Talbot is no stranger to working in painted silk hung in a large-scale spatial installation. What is different in the Whitechapel exhibition is the particular body of research that underpins her work this time. The Italian residency afforded Talbot the time and space to develop her ideas not just in terms of subject matter but in terms of methods and materials. Talbot spent a time at Modateca Deanna with its extensive knitwear archive and knowledge and skills in knitwear production. At various locations in Italy, she had lessons in knitting, discovered a new appreciation of systems of recycling fabric, spent time in fashion and material archives, visited ancient sites, and engaged with ideas of permaculture and sustainability. All this fed into the work in this exhibition in different ways. I was especially taken by her account of a five-hour walk across Mount Etna at dawn and how the volcanic landscape and ruins became the setting for animations and paintings. Talbot taught herself animation during lockdown and her 12-chapter animation captivates the attention for its entire length.



Emma Talbot, The Age/L’Età, Max Mara Art Prize for Women. Installation view, Whitechapel Gallery, London, 2022. © Damian Griffiths.

When it comes to the two large-scale silk hangings that fill much of the gallery space, the strange thing is that, despite their scale, they do not dominate the space or the visitor’s experience. Perhaps that is because of the use of lightweight silk and a flowing narrative.  The work does not attempt any authoritative position, it is not framed and hung on the wall, but present within the same space as the viewer. The striated curves and colours across the surface of the silk are reminiscent of the contour lines on a map, recording the information about the territory we are in but leaving it to us to decide which route to take. But who is the older woman in Talbot’s tale? Is it the artist? Is it me or you? Whoever she is, she is not didactic but rather sets up questions and offers guidelines for sustainable living. For instance, the old woman suggests, “Gather in your experience, all the tangled branches of your being” and “Use your agitations to rise up and survive.” She asks: “How will you survive in this climate?”

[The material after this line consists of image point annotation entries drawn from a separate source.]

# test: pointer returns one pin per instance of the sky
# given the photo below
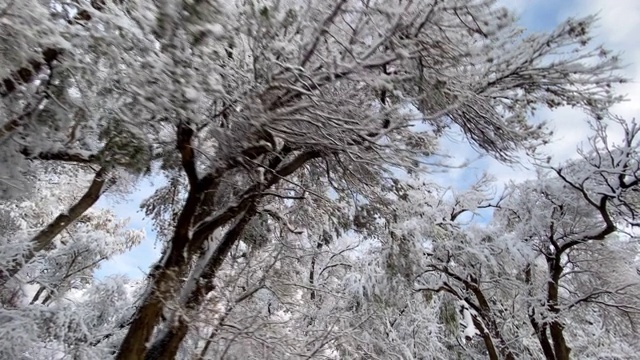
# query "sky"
(618, 28)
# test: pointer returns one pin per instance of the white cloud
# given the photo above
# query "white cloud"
(617, 29)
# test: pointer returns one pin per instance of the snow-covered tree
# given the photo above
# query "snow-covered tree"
(281, 127)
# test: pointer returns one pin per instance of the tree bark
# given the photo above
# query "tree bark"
(167, 346)
(45, 237)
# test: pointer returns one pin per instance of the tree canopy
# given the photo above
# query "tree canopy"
(298, 214)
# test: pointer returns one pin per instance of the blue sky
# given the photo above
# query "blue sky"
(619, 27)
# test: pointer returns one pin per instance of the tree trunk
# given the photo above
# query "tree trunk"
(166, 347)
(45, 237)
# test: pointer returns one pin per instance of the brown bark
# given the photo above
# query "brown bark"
(540, 330)
(164, 276)
(556, 329)
(45, 237)
(27, 74)
(167, 346)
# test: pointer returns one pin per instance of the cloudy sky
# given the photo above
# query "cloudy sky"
(618, 28)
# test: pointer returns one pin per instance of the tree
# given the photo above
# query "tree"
(247, 107)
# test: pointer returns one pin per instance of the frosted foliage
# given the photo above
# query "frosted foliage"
(291, 147)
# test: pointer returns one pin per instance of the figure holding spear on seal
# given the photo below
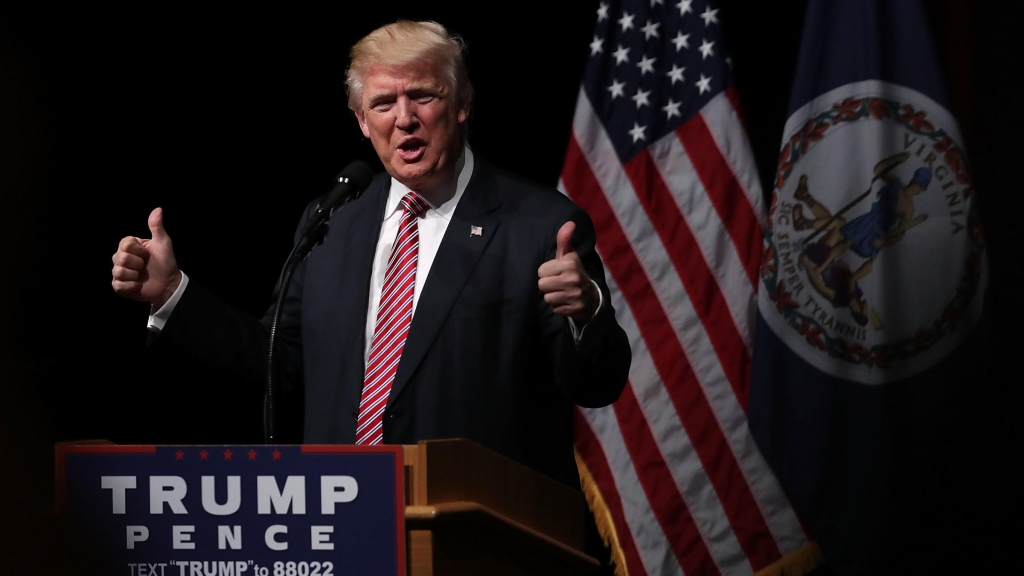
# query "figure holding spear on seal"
(890, 216)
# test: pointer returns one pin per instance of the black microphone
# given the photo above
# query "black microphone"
(351, 181)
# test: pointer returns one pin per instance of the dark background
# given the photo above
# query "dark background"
(232, 120)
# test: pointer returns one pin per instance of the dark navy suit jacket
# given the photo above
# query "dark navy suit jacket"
(485, 358)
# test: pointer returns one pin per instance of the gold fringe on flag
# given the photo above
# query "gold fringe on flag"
(797, 563)
(602, 517)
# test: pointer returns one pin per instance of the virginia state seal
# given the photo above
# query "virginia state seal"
(873, 264)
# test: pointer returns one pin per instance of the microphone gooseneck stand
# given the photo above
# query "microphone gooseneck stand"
(299, 253)
(350, 183)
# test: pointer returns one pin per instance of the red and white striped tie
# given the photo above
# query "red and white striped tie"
(393, 318)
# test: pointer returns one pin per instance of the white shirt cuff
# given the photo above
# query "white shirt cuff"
(159, 319)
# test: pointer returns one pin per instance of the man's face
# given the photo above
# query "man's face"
(413, 121)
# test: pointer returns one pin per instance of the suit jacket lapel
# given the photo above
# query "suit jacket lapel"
(365, 218)
(456, 258)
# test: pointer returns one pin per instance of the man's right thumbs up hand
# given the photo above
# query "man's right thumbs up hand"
(144, 270)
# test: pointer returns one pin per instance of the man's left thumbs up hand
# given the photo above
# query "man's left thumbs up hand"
(564, 283)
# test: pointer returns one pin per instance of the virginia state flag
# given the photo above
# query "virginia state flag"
(871, 281)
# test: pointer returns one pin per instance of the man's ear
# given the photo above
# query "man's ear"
(363, 123)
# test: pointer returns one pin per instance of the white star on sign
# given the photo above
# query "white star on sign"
(704, 84)
(710, 16)
(626, 22)
(641, 97)
(707, 49)
(637, 132)
(650, 30)
(622, 54)
(616, 89)
(672, 109)
(676, 74)
(646, 65)
(681, 40)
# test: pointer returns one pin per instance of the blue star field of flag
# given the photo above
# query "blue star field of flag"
(652, 67)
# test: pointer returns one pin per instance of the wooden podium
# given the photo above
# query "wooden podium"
(471, 511)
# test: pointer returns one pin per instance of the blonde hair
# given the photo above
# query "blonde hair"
(403, 43)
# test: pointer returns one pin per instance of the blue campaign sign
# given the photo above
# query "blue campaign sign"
(238, 510)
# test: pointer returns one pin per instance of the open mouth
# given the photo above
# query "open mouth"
(411, 149)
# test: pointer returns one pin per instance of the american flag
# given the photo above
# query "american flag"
(659, 159)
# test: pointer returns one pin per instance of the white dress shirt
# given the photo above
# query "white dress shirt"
(432, 224)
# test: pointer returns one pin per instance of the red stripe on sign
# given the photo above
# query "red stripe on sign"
(724, 192)
(590, 450)
(670, 360)
(666, 501)
(682, 247)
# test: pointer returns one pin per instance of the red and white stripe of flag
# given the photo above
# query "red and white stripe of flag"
(680, 232)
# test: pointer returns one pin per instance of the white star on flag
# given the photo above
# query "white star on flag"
(637, 132)
(672, 109)
(707, 48)
(681, 41)
(676, 74)
(616, 89)
(626, 22)
(650, 29)
(622, 54)
(704, 84)
(646, 65)
(710, 16)
(641, 98)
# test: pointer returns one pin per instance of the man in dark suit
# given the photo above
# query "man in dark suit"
(507, 319)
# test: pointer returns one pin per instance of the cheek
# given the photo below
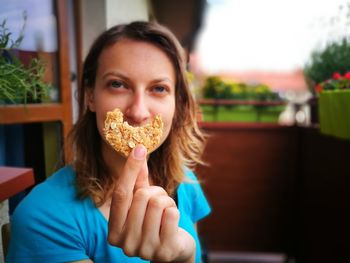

Emma Talbot, The Age/L’Età, Max Mara Art Prize for Women. Installation view, Whitechapel Gallery, London, 2022. © Damian Griffiths.

None of this is presented as instructional, but as prompts for thought. It encourages questions but leaves everything open for us as viewer to find our own answers. This openness in echoed in the material, too, which is translucent, can be seen from behind, and invites us to walk around it and view it from every angle. The same is true of the sculptural rendition of the old woman. Made from soft material, she is stuffed and shaped to appear strong, somewhat muscular and thick-skinned. Yet the curve of her back and shoulders, along with her hollow tear-dropped eyes suggest someone more vulnerable than she might first appear. To register those various elements of strength and vulnerability in her, we must walk around full-circle and view her from every angle, every point of view. Once again, then, Talbot uses both subject and materials to prompt us to question our place in the world and hers.

Every aspect of this exhibition reveals something further about Talbot’s Italian residency and the role it played in her thinking and making. It is a testament to the importance of prizes such as Max Mara and the sort of residencies it offers that artists such as Talbot are given the time and space needed to think, research and make new work that makes us all think anew.

The exhibition will travel to Collezione Maramotti in Reggio Emilia, Italy, from 23 October 2022 – 19 February 2023.